La deuxième session de négociation sur un futur “traité plastique” s’est achevée le 2 juin. Elle a relancé le débat sur une préoccupation citoyenne grandissante : la pollution liée aux déchets plastiques. Mais comment s’affranchir de cette précieuse ressource qui est devenue, à l’instar du pétrole, un soubassement de nos modèles économiques ?

Envisager une réduction de la production du plastique demande des transformations profondes des modèles d’affaires et de consommation qui y sont liées. Prenons l’exemple de l’industrie du yaourt, épinglée en janvier dernier à travers le cas de Danone. Un petit rappel des faits s’impose : le géant français de l’agroalimentaire Danone a été assigné en justice par trois ONG environnementales. En cause, le non-respect du devoir de vigilance en matière de plastique. Danone est en effet le huitième plus gros utilisateur de plastique au monde, d’après le classement établi par le Programme des Nations unies pour l’environnement et la Fondation Ellen MacArthur. Si l’entreprise a entrepris ces dernières années des actions en faveur du recyclage, les ONG les jugent insuffisantes : le plastique se recycle très mal. Pour elles, le véritable enjeu est donc la réduction de l’usage du plastique, ce sur quoi la stratégie de Danone leur semble insuffisante.

Il faut dire que ces derniers temps, l’évolution du modèle économique des produits laitiers, cœur d’activité historique de Danone, n’a pas été en faveur de la « déplastification ». Il y a encore une dizaine d’années, ces industriels s’inscrivaient dans une course au volume, avec de faibles marges par produit. Du point de vue marketing, cette approche se traduisait par des formats dits « familiaux ». Face au tassement de la consommation de produits laitiers – entre 2016 et 2021, le volume écoulé a diminué de plus de 5% – les industriels ont repositionné leur offre et opté pour la segmentation : des portions plus petites et une multiplication des références.

Cette stratégie permet de faire des marges par volume de produit plus importantes et de maintenir une croissance du chiffre d’affaires, alors même que les volumes consommés diminuent. Mais elle a un effet collatéral en termes de consommation de plastique. Car des portions plus petites et des références en plus grand nombre, c’est aussi plus d’emballage.

Pour Danone, la situation s’apparente donc à la quadrature du cercle : quel modèle de développement économique alternatif adopter dans un contexte de contraction de la demande, quand il faut aussi réduire le nombre d’emballages – un objectif qui s’inscrit dans les engagements environnementaux des acteurs du secteur, parmi lesquels Danone a été pionnier ?

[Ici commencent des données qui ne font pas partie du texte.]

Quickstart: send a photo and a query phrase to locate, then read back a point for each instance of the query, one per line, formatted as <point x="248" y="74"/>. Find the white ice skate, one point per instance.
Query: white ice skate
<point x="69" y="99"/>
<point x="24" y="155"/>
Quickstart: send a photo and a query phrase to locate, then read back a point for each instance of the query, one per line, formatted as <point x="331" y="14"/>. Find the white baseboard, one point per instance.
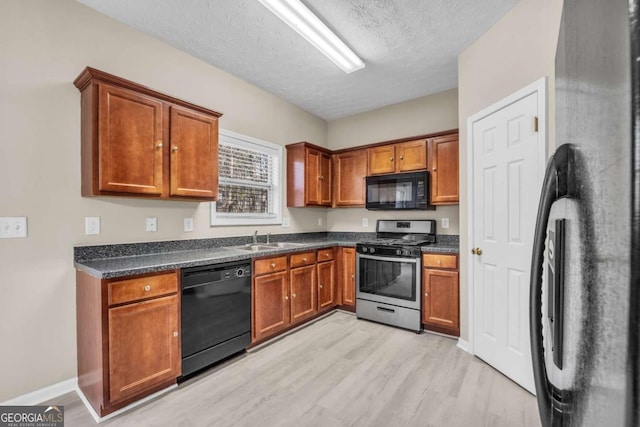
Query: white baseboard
<point x="464" y="345"/>
<point x="43" y="394"/>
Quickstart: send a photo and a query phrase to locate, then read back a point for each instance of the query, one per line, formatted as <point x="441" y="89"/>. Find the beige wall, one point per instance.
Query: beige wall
<point x="518" y="50"/>
<point x="43" y="46"/>
<point x="429" y="114"/>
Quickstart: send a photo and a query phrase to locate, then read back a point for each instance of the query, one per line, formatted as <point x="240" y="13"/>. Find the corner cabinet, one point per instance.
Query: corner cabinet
<point x="137" y="142"/>
<point x="289" y="289"/>
<point x="444" y="169"/>
<point x="308" y="175"/>
<point x="128" y="337"/>
<point x="440" y="293"/>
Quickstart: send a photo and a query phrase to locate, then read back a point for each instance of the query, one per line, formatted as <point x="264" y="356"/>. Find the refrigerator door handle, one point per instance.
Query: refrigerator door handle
<point x="559" y="182"/>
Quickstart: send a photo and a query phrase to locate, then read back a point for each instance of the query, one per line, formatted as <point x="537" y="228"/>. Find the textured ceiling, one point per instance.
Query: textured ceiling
<point x="410" y="47"/>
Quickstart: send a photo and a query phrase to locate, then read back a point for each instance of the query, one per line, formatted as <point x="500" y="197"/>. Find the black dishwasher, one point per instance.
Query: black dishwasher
<point x="216" y="313"/>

Côté emballages, les alternatives au contenant plastique sont limitées : le poids du verre alourdit les coûts logistiques ; sa production est très énergivore. Qui plus est, dans un contexte de segmentation extrême de l’offre, la réutilisation des emballages ou le vrac sont inenvisageables.

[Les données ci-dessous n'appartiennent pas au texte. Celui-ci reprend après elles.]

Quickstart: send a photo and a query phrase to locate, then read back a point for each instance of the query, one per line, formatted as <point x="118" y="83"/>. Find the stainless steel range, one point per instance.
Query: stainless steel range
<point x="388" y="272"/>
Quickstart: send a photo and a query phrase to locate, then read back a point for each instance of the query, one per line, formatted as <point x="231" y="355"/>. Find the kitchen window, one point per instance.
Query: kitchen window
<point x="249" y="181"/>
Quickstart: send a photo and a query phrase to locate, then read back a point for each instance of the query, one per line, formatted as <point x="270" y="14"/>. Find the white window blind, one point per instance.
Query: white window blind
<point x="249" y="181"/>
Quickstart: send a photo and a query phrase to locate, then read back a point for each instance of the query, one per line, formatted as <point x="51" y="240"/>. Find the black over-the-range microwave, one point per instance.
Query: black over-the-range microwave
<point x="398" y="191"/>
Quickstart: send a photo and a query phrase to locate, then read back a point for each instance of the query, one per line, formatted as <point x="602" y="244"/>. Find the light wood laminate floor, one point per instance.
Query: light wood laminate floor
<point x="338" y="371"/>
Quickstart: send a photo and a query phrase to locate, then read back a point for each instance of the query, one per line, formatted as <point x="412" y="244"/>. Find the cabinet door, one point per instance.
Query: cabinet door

Cette affaire montre à quel point l’économie linéaire est aujourd’hui dans une impasse : dans un contexte de raréfaction des ressources, face à l’urgence de réduire nos déchets, les entreprises sont contraintes de construire des modèles d’affaires sur d’autres fondements que le renouvellement continuel d’une offre toujours plus variée. La nécessaire réduction du plastique implique donc d’entrer dans un autre imaginaire : celui de l’économie circulaire. Le contenant doit changer de statut : de jetable il doit devenir conservable. Cette transformation passe par de nouveaux récits, qui mettent l’accent sur la valeur du contenant en tant que tel. Elle demande également d’introduire d’autres promesses pour le consommateur que celle de la praticité et du choix, qui étaient au cœur de l’imaginaire de l’économie linéaire.

Ce nouvel imaginaire du circulaire est encore en gestation. Mais à l’heure de la déplastification, les entreprises ne pourront pas faire l’économie de l’investir, le renforcer et le déployer. Leur rentabilité et légitimité à opérer en dépendent. Pour sauver les dauphins il va falloir changer de récit.